Time for Singapore to Grow Up
Time for Singapore to Grow Up
In building Singapore into a modern economic power, the late Lee Kuan Yew displayed admirable flexibility -- scrapping policies that didn’t work, expanding those that did. His political heirs should be similarly pragmatic about revising the illiberal social and political policies for which Lee was equally famous.
One might ask, not unreasonably, why. Singapore's economy remains strong, and it continues to attract foreign investment. There is no groundswell of popular opinion calling for an end to caning, for example, or for the establishment of a truly free media. And where loud constituencies are demanding change -- to repeal Section 377A of the Penal Code, for instance, which criminalizes sex between men -- officials can point to equally strident calls to maintain the status quo.
Doing nothing, however, has costs. Some laws simply tarnish Singapore’s reputation; its chewing-gum regulations are probably Singapore's single most famous public policy (even if its most misunderstood -- there are limits only on buying or selling gum, not chewing it). The damage other laws do is more serious. Limiting free expression will in the long term make Singapore's economy and culture less creative and vibrant.
The most egregious laws belong to another era. Section 377A falls under this category, as does the Internal Security Act, which dates to when Singapore was still part of Malaysia, then battling Communist insurgents. Some of the latter's provisions might be useful for combating terrorism, as proponents argue. But the sweeping law, which allows for preventative detention for as long as two years, remains open to abuse. A more narrow statute would better serve both Singapore's government and its citizens.
Singapore could also stand to reconsider how it punishes people who break its laws. This is not just about caning, which dates to British colonial times and is unfitting for a 21st century economic power. Singapore has recently shown flexibility in easing harsh sentencing laws that call for a mandatory death penalty in drug cases. There have been no discernible ill effects -- and there’s no reason the government couldn’t go further and alter sentencing rules for other crimes as well.
Unfortunately, the government’s creativity has more often gone into developing subtler ways to control dissent -- tying up opponents in court rather than arresting them. Libel suits have routinely been used as a political tool, and "scandalizing the court” -- a catchall charge that chills virtually any open debate about the working of the judiciary -- remains an offense in Singapore.

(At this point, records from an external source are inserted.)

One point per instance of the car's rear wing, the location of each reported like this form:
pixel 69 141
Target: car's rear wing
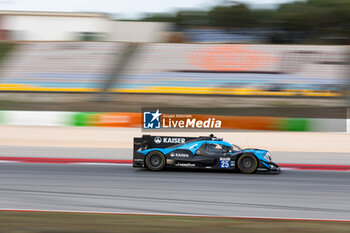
pixel 149 141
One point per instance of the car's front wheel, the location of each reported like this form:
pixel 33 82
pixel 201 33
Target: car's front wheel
pixel 155 161
pixel 247 163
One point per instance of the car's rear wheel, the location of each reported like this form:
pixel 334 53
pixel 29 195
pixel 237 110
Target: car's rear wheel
pixel 247 163
pixel 155 161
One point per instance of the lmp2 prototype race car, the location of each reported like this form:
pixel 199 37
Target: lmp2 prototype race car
pixel 159 152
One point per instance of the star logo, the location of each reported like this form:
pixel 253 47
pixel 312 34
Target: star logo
pixel 151 120
pixel 156 115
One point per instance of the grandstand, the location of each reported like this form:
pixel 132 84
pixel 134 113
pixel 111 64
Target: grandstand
pixel 254 70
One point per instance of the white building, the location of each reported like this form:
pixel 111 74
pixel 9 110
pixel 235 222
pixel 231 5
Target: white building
pixel 58 26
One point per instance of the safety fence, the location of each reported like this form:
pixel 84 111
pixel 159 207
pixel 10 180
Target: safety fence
pixel 134 120
pixel 220 69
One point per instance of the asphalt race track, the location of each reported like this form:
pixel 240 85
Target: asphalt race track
pixel 121 188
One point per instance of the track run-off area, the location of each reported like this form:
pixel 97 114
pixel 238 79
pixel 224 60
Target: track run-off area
pixel 122 189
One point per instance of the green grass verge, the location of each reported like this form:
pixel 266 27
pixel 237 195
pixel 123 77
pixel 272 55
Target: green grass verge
pixel 40 222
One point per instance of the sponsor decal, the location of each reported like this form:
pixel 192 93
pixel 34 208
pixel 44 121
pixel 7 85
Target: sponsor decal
pixel 225 163
pixel 157 120
pixel 181 155
pixel 151 120
pixel 138 160
pixel 158 140
pixel 185 165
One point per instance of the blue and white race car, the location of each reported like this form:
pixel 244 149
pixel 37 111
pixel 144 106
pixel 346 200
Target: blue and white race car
pixel 159 152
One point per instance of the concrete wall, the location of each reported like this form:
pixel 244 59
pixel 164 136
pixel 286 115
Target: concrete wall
pixel 56 28
pixel 128 31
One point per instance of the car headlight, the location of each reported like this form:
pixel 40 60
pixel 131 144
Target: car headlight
pixel 267 156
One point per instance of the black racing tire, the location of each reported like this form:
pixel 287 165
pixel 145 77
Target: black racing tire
pixel 155 161
pixel 247 163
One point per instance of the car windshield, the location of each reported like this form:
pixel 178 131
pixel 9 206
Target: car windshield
pixel 236 148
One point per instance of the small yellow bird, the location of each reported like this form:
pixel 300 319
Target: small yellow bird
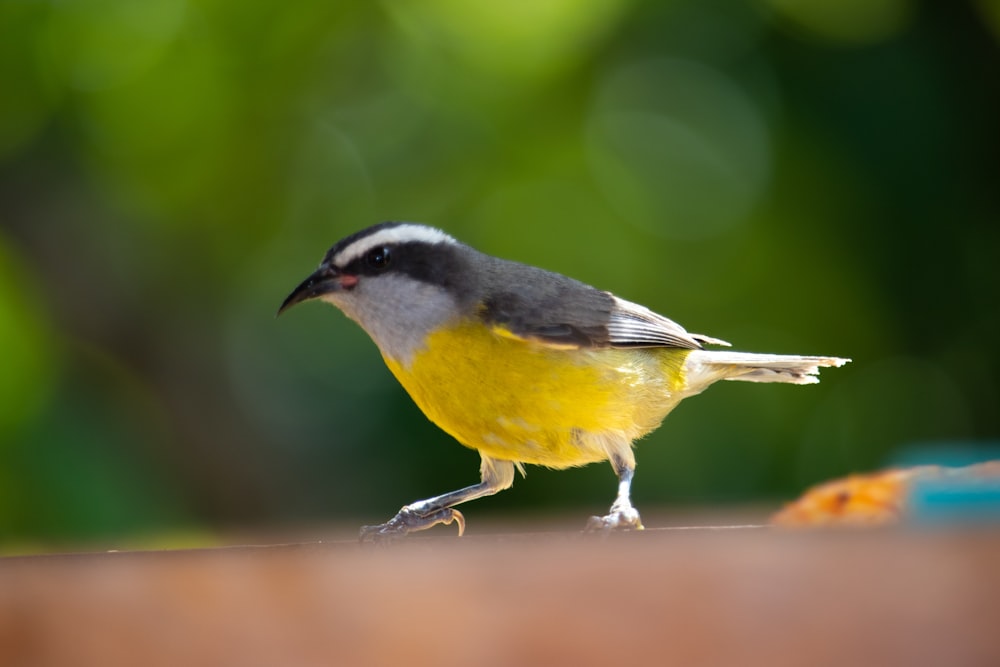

A freer media needs to be encouraged, not just tolerated. Singaporeans can already access news from virtually any source they want, including a few outspoken local blogs and news sites. Trying to circumscribe those online outlets -- forcing the most popular ones to register with and pay fees to the government -- is short-sighted. Better to compete by encouraging state media to be more daring -- and credible.
Lee liked to argue that Singapore’s economic success was inseparable from its nanny-state rules -- that the city would have been a "ruder, cruder," more chaotic place without them. That’s debatable, and almost certainly no longer true. Singaporeans can afford to abandon this bit of Lee’s legacy, and they should.